FILMDETAILS | Gonzo: The Life and Work of Dr. Hunter S. Thompson
Gonzo: The Life and Work of Dr. Hunter S. Thompson
Biografie,
Dokumentation
| USA 2008
WERBUNG
| Kurzinhalt
Nachruf auf den legendären Erfinder des Gonzo-Journalismus. Hunter S. Thompson schrieb in den 60er und 70er Jahren für den "Rolling Stone" - damals sowas wie die "taz" Amerikas - und warf dabei alle Regeln des traditionellen Journalismus über den Haufen.
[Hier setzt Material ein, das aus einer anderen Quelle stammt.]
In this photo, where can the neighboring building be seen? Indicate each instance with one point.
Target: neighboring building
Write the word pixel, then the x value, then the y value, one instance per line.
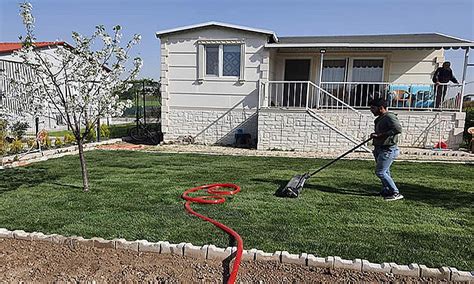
pixel 468 98
pixel 303 93
pixel 9 66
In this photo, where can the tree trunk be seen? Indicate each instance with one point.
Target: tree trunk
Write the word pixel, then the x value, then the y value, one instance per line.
pixel 85 178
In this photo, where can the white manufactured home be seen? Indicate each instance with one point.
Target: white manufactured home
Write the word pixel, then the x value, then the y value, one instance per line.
pixel 222 81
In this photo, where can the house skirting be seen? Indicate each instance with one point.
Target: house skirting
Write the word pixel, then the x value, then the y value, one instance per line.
pixel 296 130
pixel 211 126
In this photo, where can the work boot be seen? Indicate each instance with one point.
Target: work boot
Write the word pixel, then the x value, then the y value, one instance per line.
pixel 395 196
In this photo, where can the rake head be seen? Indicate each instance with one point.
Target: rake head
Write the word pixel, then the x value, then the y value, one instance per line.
pixel 293 187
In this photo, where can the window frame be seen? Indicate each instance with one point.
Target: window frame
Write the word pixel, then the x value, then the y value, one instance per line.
pixel 201 68
pixel 220 62
pixel 350 65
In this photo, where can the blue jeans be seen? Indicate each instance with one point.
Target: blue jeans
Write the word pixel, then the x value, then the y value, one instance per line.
pixel 384 156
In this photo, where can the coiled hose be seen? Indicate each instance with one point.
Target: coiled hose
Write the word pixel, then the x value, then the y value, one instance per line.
pixel 217 192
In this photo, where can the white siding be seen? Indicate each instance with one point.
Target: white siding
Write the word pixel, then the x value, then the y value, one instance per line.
pixel 181 88
pixel 414 66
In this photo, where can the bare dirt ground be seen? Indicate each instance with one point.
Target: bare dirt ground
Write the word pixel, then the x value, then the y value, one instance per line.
pixel 37 261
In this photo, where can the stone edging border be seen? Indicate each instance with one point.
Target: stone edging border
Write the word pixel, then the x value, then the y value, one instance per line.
pixel 9 161
pixel 212 252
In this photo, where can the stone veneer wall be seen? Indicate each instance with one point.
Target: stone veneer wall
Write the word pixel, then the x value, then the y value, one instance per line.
pixel 297 130
pixel 211 126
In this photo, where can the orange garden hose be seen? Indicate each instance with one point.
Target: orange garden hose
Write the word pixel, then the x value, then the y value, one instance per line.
pixel 216 197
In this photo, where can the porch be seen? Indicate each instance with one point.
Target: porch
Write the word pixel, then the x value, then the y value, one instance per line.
pixel 357 95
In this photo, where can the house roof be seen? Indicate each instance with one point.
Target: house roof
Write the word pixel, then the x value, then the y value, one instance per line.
pixel 427 40
pixel 217 24
pixel 8 47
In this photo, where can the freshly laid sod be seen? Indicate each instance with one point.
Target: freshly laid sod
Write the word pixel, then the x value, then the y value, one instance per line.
pixel 136 195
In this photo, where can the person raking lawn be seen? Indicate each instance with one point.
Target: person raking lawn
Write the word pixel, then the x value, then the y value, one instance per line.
pixel 385 139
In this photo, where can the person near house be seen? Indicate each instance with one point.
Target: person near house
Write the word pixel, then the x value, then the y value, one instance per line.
pixel 442 75
pixel 385 139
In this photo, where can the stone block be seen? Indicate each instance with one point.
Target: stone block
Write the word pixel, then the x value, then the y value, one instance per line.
pixel 82 241
pixel 435 272
pixel 126 245
pixel 286 257
pixel 348 264
pixel 321 262
pixel 216 253
pixel 75 240
pixel 177 249
pixel 101 243
pixel 464 276
pixel 145 246
pixel 37 236
pixel 267 256
pixel 375 267
pixel 4 233
pixel 164 247
pixel 412 269
pixel 21 235
pixel 191 250
pixel 249 255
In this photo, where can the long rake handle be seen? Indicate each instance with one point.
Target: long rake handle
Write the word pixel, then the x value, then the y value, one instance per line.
pixel 340 157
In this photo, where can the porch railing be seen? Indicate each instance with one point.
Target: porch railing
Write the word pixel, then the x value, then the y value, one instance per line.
pixel 357 95
pixel 318 102
pixel 398 96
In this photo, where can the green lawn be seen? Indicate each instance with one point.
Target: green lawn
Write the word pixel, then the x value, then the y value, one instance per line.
pixel 137 196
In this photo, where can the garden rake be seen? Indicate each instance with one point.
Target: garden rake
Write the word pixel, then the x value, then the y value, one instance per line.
pixel 295 185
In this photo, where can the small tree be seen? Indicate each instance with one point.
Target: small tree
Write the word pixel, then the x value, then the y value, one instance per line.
pixel 79 83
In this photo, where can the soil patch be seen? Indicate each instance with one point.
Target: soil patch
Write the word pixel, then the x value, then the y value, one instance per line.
pixel 35 261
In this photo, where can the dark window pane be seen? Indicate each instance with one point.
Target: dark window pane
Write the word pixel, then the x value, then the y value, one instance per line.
pixel 212 60
pixel 231 64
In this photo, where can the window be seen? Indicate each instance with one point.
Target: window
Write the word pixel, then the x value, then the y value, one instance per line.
pixel 231 61
pixel 212 60
pixel 223 60
pixel 334 70
pixel 367 70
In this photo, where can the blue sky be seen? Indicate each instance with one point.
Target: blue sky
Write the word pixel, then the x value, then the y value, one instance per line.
pixel 55 19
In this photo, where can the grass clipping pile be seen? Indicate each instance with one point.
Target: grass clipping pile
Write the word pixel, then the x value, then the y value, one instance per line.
pixel 34 261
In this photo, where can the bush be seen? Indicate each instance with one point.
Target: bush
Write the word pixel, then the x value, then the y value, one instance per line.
pixel 46 142
pixel 469 122
pixel 31 143
pixel 69 139
pixel 16 146
pixel 104 131
pixel 58 142
pixel 91 136
pixel 3 136
pixel 4 145
pixel 18 129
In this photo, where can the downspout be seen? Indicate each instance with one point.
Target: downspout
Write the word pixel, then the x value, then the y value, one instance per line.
pixel 464 71
pixel 322 52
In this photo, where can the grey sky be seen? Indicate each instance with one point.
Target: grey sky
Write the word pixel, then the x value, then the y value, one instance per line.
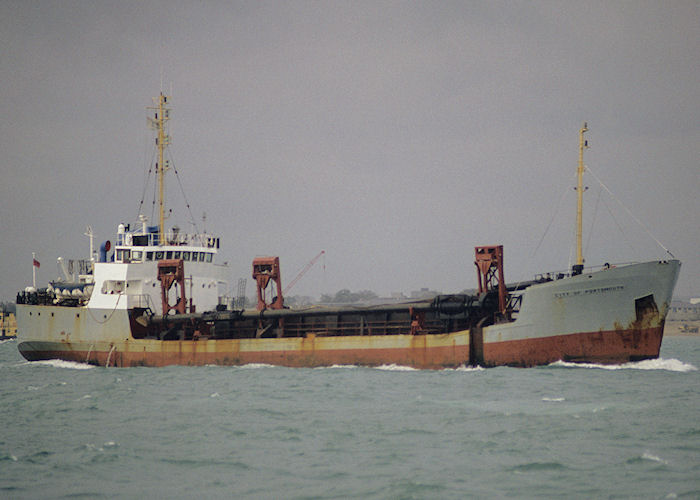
pixel 395 136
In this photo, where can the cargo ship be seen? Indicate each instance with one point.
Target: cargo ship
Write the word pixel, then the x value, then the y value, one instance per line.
pixel 158 298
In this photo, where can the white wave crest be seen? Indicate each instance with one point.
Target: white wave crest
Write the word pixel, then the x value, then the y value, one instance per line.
pixel 673 365
pixel 59 363
pixel 464 368
pixel 648 456
pixel 396 368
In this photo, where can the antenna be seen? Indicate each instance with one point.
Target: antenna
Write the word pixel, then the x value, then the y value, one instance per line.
pixel 582 144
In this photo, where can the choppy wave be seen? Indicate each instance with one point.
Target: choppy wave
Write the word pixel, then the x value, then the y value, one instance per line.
pixel 396 368
pixel 59 363
pixel 673 365
pixel 252 366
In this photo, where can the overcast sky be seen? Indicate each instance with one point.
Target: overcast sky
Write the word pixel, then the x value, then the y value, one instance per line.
pixel 396 136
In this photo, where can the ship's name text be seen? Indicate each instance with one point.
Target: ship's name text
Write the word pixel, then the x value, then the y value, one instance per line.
pixel 589 291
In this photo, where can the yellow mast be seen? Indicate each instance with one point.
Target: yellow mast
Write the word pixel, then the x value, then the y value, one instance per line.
pixel 162 115
pixel 583 144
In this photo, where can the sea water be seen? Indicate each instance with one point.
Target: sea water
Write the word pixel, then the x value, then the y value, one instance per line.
pixel 583 431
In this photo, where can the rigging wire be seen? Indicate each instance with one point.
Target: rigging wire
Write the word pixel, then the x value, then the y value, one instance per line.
pixel 146 180
pixel 630 213
pixel 595 214
pixel 554 214
pixel 182 190
pixel 619 227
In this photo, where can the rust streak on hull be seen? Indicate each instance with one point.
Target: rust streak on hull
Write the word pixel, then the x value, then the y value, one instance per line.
pixel 419 351
pixel 610 347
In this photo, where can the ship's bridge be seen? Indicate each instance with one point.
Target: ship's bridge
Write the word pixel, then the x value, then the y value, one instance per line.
pixel 146 245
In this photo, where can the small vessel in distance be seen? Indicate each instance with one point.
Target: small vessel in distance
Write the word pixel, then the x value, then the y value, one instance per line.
pixel 157 301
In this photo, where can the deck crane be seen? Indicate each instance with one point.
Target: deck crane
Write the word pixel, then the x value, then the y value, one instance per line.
pixel 303 271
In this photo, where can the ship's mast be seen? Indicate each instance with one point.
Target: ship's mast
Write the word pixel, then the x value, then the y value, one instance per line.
pixel 582 144
pixel 159 121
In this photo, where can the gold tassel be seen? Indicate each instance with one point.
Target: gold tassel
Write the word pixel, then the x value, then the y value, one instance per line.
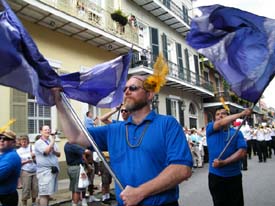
pixel 155 81
pixel 225 106
pixel 3 128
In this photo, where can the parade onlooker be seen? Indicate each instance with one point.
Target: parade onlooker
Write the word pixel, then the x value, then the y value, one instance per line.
pixel 225 178
pixel 89 121
pixel 28 171
pixel 46 153
pixel 10 167
pixel 202 133
pixel 272 134
pixel 261 144
pixel 268 141
pixel 148 152
pixel 90 168
pixel 106 178
pixel 74 153
pixel 196 148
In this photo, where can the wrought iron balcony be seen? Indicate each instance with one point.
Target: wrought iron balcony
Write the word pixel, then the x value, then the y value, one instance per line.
pixel 81 19
pixel 168 12
pixel 177 77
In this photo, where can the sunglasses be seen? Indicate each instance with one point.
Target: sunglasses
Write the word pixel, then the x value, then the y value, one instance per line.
pixel 124 110
pixel 4 138
pixel 132 88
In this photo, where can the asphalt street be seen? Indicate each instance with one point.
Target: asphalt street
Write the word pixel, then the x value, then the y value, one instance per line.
pixel 258 185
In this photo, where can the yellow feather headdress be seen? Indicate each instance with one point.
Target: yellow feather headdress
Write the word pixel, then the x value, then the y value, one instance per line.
pixel 158 79
pixel 225 106
pixel 4 128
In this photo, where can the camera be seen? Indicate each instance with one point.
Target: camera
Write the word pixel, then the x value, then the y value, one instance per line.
pixel 56 133
pixel 54 169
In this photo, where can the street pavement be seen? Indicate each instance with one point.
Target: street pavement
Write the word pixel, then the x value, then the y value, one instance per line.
pixel 258 186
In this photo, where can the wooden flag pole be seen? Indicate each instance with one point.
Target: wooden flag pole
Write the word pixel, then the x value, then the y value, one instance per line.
pixel 233 136
pixel 90 139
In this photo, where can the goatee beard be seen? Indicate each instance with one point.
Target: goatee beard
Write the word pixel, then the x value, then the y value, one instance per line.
pixel 136 106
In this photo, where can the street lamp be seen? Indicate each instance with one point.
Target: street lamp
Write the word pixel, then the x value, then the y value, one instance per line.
pixel 183 106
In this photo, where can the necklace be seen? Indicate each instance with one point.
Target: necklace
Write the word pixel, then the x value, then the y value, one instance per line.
pixel 228 134
pixel 140 138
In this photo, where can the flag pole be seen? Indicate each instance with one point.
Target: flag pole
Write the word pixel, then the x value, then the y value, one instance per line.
pixel 90 139
pixel 233 136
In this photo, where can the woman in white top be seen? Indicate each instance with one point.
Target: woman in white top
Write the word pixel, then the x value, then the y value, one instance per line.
pixel 28 171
Mit seinem subjektiv-anarchistischen Schreibstil, bei dem Drogenexzesse, Sexorgien, Gewaltdelikte und Wehrkraftzersetzung zum guten Ton gehörten, brachte er die Stimmung der Ära auf den Punkt. Durch zunehmende Alkohol- und Drogenexzesse litt seine Karriere in den 80ern und 90ern, bis er nach 9/11 mit einer überraschend pointierten und weitsichtigen Kritik der Bush-Regierung reüssierte. 2005 beging der Waffennarr seinen angekündigten Selbstmord. Alex Gibney malt ein differenziertes Bild der überlebensgroßen Ikone, basierend auf Interviews mit Zeitzeugen, vom Hell's-Angel-Gründer Sonny Barger bis hin zum Ex-Präsidenten Jimmy Carter.
| Kurzinhalt - 1
Dokumentarfilm über Hunter S. Thompson, Erfinder des Gonzo-Journalismus und vor allem bekannt als Autor von „Fear and Loathing in Las Vegas“. Doch Thompson war nicht nur exzessiver Drogenfreak und unkontrollierbarer Reporter, er schrieb auch – immer sehr subjektive – ernsthafte politische und gesellschaftliche Analysen; war Bürgerrechtsaktivist; kandidierte als Sheriff der Freak-Power-Partei; war ein Waffennarr; kurz: er war unbeschreiblich.